Ramirez was the director of the Bureau of Specialized Prosecutions before her demotion to head deputy, and Rodriguez was similarly a director before he was demoted to head deputy. The complaint from Ramirez, who claims more than 30 years of experience in the DA’s office, lays out her specific concern with Gascón’s directive regarding juvenile prosecution.
“The directive mandated that plaintiff must use alternative theories of prosecution that minimized a juvenile’s criminal conduct, no matter how violent, which did not accurately reflect the true offense,” according to the suit. “In essence, plaintiff was directed not to file ‘strike’ offenses against juveniles, and this directive creates a false and misleading description to the court of the crime(s) that was/were actually committed.
“For instance,” the suit continued, “if a 16- or 17-year-old juvenile robbed a victim by putting a gun to the victim’s head, plaintiff could not prosecute the juvenile for robbery because robbery is a strike offense.”
Ramirez alleges he was transferred to Alhambra in retaliation because he didn’t punish Karen Thorp “for violating Gascón’s unlawful directive,” after she provided a statement of opposition to the resentencing of a violent inmate.

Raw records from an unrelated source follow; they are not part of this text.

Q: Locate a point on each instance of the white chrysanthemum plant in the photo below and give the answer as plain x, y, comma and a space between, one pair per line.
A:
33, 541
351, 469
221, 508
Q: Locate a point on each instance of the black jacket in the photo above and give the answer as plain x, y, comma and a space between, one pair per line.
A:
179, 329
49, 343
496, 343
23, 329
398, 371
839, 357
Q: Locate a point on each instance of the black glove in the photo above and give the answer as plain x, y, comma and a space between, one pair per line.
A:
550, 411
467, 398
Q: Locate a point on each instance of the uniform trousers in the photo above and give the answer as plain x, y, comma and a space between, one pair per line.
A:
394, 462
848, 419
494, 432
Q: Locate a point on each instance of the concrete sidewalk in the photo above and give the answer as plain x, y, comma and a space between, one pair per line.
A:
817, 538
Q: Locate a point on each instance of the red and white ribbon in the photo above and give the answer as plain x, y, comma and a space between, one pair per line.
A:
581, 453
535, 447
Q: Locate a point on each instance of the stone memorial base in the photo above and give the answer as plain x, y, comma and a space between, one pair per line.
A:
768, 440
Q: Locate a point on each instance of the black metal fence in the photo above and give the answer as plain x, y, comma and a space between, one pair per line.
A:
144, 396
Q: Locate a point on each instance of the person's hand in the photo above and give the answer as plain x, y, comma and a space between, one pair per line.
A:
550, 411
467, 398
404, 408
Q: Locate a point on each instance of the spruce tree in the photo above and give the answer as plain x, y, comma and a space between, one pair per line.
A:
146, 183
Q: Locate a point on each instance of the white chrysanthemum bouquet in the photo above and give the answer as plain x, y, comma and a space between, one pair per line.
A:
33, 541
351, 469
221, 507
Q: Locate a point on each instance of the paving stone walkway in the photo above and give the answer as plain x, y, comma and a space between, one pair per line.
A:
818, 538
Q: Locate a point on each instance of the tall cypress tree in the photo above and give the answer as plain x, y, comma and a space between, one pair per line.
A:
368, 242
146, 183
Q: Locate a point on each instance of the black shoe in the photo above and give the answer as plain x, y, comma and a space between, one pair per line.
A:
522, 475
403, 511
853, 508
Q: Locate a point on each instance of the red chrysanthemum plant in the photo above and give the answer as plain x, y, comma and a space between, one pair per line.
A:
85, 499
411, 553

Peter Cagney, Richard Hicks, Mindy Paige and Karen Thorp
Peter Cagney, Richard Hicks, Mindy Paige and Thorp are all listed on the same complaint against Gascón.
Cagney was moved from the head of the Pomona office to Auto Insurance Fraud. Hicks was moved from assistant head deputy to the same unit as Cagney.
Paige was a subject matter expert in resentencing protocols until she was reassigned to a misdemeanor “calendar deputy,” and Thorp was the assistant head of the Pomona branch until she was reassigned to Long Beach as a filing deputy.
“Each plaintiff was removed from their position as a result of disclosing and/or refusing to engage in illegal activities as directed by their supervisors, including, but not limited to, George Gascón, Joseph Iniguez and/or Diana Teran,” according to their complaint.
That case is set for an April 21 status conference hearing.
Jon Hatami, a Valencia resident and prosecutor who recently garnered murder convictions in the high-profile case against the mother and boyfriend of 10-year-old Anthony Avalos, was the first to file a complaint against Gascón, which he did in September 2021.
An outspoken critic of Gascón’s special directives, Hatami’s suit alleges that after he “disclosed that Gascón’s three strikes policy was illegal and refused to follow the directive, Gascón and Max Szabo continued their retaliatory conduct against plaintiff.”
Both Hatami and Siddall also said Gascón’s directives have decimated morale, created a climate where employees are fearful of retaliation and contributed to a major staffing shortage as prosecutors have left the office as a result of his policies.
“The DA’s office is short over 200 prosecutors, the morale is at an all-time low, a judge ruled that George Gascón’s policies were unethical and illegal,” Hatami said, “and now we have at least 17 lawsuits due to George Gascón creating a hostile work environment, which will end up costing the county taxpayers millions of dollars.”
A lawsuit over the validity of the signatures in a recall effort against Gascón is due back in court March 31.